Brown will be 80 on Aug. 10. He is a vibrant 80, still witty and with it. When a TV type asked him to button his sport coat before an interview, Brown glanced at his belly and said, “I wish I could.’’

He has always been a very good man. Now, he’s become a very good owner, partly because his role in the day-to-day has been passed to his daughter, Katie Blackburn, and her husband Troy. Said Lewis, “He’s not as in touch with the money these guys make these days. But that’s OK. He just lets Katie and Troy work through that. He’s learned to pull back. He’s still abreast of it, but he’s not in depth in it like he used to be.’’

Years ago, when Lewis would speak empathetically of Brown, I passed it off as PC sheen, from a coach not nearly as job-secure as he is now. Now, it’s wholly genuine.

“He loves the players. He really can’t recognize them much anymore. He always asks me, ‘Who is that?’

“He just wants to win. There’s a lot of owners that want to win, but not a lot of owners who spend seven days a week worrying about it. They have other interests. He doesn’t have any other interests.
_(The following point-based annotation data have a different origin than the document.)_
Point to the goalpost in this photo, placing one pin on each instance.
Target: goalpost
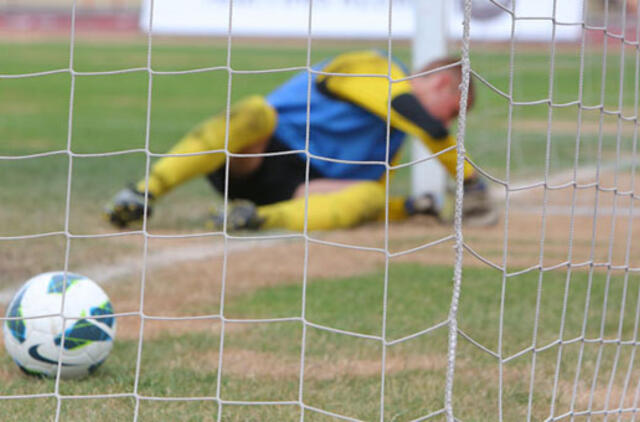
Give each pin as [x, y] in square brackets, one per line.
[545, 122]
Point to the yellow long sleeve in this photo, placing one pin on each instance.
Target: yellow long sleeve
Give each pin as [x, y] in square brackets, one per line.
[372, 93]
[251, 121]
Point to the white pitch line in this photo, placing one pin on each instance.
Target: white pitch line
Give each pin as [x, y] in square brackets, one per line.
[107, 273]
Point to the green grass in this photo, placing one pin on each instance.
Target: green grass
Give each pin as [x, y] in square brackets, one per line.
[184, 365]
[110, 115]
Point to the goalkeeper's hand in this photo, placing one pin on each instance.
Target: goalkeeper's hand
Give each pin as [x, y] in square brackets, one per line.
[127, 207]
[242, 215]
[478, 209]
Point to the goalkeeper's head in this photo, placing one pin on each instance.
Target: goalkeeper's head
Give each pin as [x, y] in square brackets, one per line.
[438, 89]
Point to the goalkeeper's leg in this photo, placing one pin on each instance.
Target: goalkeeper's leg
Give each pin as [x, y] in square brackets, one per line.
[251, 125]
[354, 204]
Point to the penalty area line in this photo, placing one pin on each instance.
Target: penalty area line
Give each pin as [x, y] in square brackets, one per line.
[107, 273]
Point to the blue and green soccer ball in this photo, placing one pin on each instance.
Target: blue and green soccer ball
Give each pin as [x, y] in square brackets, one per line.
[80, 341]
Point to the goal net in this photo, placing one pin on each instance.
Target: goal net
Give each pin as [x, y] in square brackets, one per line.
[535, 318]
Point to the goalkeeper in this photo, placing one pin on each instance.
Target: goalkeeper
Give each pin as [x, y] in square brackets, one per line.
[347, 145]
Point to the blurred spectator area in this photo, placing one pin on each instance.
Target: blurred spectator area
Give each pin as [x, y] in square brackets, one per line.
[64, 6]
[51, 16]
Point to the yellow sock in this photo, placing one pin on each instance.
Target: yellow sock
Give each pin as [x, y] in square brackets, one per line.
[250, 121]
[348, 207]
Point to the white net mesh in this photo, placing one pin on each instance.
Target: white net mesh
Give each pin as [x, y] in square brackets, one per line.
[561, 368]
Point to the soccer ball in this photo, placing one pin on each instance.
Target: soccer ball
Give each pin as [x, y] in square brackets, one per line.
[34, 343]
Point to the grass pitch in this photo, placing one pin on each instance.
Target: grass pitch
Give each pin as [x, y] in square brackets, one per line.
[261, 362]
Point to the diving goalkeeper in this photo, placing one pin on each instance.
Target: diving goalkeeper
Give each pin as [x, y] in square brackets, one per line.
[348, 146]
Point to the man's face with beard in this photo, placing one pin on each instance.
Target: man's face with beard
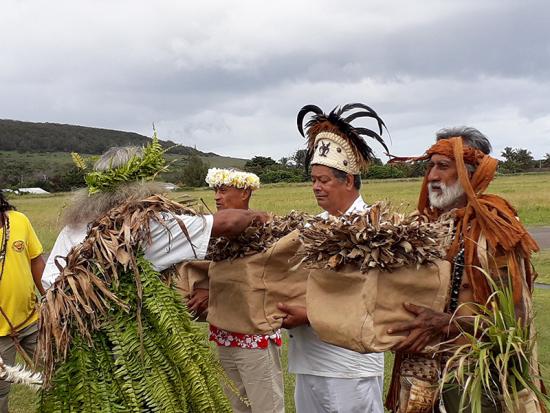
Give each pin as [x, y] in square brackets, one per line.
[444, 188]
“Katie and Troy take vacation. Duke (personnel guru Tobin) takes vacation. Mike’s here.’’

I asked Brown what a championship ring would mean to him, at age 80.

“It would mean a lot,’’ he said. “I haven’t managed that. It’s unfinished work, if you will. It would make a nice entry on my gravestone.’’
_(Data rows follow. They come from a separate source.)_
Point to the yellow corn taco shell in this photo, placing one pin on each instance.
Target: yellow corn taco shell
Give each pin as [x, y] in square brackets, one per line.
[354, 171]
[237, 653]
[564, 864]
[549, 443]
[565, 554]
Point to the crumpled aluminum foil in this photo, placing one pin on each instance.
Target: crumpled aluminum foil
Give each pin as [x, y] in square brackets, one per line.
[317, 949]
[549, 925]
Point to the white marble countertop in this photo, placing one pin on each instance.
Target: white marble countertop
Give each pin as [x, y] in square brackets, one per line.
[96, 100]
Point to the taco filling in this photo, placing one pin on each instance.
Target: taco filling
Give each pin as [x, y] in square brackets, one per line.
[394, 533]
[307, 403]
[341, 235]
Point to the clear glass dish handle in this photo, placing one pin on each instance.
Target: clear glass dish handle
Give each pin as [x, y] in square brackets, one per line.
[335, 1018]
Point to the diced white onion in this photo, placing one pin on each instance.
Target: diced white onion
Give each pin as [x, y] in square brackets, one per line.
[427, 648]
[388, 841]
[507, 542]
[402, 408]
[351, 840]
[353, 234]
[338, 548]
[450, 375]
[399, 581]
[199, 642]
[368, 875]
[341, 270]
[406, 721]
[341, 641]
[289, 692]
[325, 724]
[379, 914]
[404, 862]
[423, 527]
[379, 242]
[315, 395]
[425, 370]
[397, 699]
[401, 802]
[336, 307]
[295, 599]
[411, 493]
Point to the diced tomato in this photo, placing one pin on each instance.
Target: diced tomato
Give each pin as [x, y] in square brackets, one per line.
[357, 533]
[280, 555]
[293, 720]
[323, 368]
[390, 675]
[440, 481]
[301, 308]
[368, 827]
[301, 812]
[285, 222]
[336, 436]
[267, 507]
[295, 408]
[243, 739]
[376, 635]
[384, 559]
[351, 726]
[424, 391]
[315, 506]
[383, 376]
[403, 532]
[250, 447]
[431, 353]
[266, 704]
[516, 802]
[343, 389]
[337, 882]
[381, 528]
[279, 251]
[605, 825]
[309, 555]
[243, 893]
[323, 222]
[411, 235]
In 2003, Lewis’ first season here, the Bengals beat the 9-0 Kansas City Chiefs at PBS. After the game, a tearful Lewis handed the game ball to Brown. A repeat, at the Super Bowl?

“It would be the most tremendous feeling,’’ said Lewis. “I told Brian Billick that about Art Modell in 1999’’ when Lewis was Billick’s defensive coordinator on a Super Bowl-winning team in Baltimore. “That’s (Modell’s) baby. To see his face up on that podium, with that trophy, wow. It would be the same with Mike.’’

And you’d retire?

Lewis smiled. That’s it. Just smiled.